Everything we say and do onstage is important.  We want the audience to care, so as performers we need to take care in our choice of words and actions. Don't say or do too much, just do and say enough.  To be cliche, less is more. Ever heard the saying only make the promises you can keep? Well the same should apply onstage.  Look at improv and life correlating...

Patience is key.  The second you walk onstage something is happening.  Trust me.  Having the patience to figure out what that is and see it through separates the good improvisers from the great ones.  The audience is with you until such time as you give them a reason to stop paying attention. They want you to tell a wonderful story that will delight and thrill them.  But if its bogged down in to many promises they will stop caring.

Now this is not to say that you should walk onstage and wait with a blank look on your face and make your partner do all the work.  You need to be engaging with your partner, responding and making offers as usual. You just need to keep your cool. When you press the panic button and spit out three our four contradictory offers onstage because you perceive the scene to be going nowhere the scene really will flounder. Establish the scene, discover what it needs and follow through.  Make one or two awesome promises.  And then, keep 'em.

Further to patience, as improvisers we need an extreme attention to detail.  It's impossible to keep a promise you can't remember.
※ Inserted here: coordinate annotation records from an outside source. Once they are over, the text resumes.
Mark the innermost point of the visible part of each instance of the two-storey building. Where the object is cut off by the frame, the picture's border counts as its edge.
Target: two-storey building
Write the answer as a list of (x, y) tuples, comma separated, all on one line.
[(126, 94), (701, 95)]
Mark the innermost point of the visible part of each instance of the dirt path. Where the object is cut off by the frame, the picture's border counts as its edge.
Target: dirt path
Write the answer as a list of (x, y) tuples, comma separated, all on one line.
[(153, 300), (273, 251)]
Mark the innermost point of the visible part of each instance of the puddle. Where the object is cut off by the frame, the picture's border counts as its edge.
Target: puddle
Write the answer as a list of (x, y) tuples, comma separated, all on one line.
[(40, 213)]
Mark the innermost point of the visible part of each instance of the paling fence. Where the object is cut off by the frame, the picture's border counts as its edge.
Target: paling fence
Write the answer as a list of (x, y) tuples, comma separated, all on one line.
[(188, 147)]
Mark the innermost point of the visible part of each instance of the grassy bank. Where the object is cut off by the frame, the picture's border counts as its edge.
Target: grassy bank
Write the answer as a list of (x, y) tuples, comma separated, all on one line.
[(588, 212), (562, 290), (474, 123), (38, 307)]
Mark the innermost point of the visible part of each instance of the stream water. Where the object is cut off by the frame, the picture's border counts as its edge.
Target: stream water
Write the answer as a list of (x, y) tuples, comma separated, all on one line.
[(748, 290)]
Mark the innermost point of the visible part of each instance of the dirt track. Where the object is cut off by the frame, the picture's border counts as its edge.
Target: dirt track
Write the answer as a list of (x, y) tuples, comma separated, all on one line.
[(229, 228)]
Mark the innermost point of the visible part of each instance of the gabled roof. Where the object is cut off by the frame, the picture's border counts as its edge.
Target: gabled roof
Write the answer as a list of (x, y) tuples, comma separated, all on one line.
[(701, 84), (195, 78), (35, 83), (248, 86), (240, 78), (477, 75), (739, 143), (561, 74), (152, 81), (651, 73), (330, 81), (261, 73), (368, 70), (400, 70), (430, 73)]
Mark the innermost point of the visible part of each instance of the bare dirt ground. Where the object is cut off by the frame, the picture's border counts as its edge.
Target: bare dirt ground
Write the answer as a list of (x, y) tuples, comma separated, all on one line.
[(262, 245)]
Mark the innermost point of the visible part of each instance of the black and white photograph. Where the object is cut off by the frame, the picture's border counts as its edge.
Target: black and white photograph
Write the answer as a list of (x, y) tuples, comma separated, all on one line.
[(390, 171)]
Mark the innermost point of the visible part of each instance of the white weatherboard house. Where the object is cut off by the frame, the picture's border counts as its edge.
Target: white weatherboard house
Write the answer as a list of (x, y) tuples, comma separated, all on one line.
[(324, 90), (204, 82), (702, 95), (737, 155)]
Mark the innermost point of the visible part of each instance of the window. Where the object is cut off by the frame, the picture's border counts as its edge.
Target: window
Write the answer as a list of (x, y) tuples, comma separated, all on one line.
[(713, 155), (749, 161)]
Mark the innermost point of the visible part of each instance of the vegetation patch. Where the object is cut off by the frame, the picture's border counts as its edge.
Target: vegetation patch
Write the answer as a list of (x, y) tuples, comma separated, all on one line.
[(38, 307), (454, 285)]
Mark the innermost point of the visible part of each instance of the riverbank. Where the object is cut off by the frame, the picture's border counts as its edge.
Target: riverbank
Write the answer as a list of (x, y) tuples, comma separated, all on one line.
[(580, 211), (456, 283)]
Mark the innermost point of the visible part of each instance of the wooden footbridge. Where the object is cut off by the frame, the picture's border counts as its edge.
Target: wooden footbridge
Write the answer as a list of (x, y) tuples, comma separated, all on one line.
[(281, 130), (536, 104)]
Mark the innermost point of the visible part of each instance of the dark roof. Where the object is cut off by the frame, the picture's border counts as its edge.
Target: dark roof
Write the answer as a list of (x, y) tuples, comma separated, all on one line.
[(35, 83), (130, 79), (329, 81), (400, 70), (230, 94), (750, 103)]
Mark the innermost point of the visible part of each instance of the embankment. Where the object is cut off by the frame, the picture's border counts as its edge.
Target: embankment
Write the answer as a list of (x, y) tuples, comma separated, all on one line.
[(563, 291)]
Or worse yet, if you miss a promise your partner makes you certainly can't keep it.  Improvisers need to take in and subsequently remember everything that happens onstage. Memory is a skill.  It develops with time if you work on it.  So start now.  Pay attention to everything, even during scenes you aren't in. Even if another troupe is opening for yours there could still be something worth remembering.  Every bit of information from the host's introduction to the curtain call can serve you as an improviser.

So pay attention and practice patience. This is the road to more satisfying scenes from both an improviser's and an audience's perspective. And that, is a promise.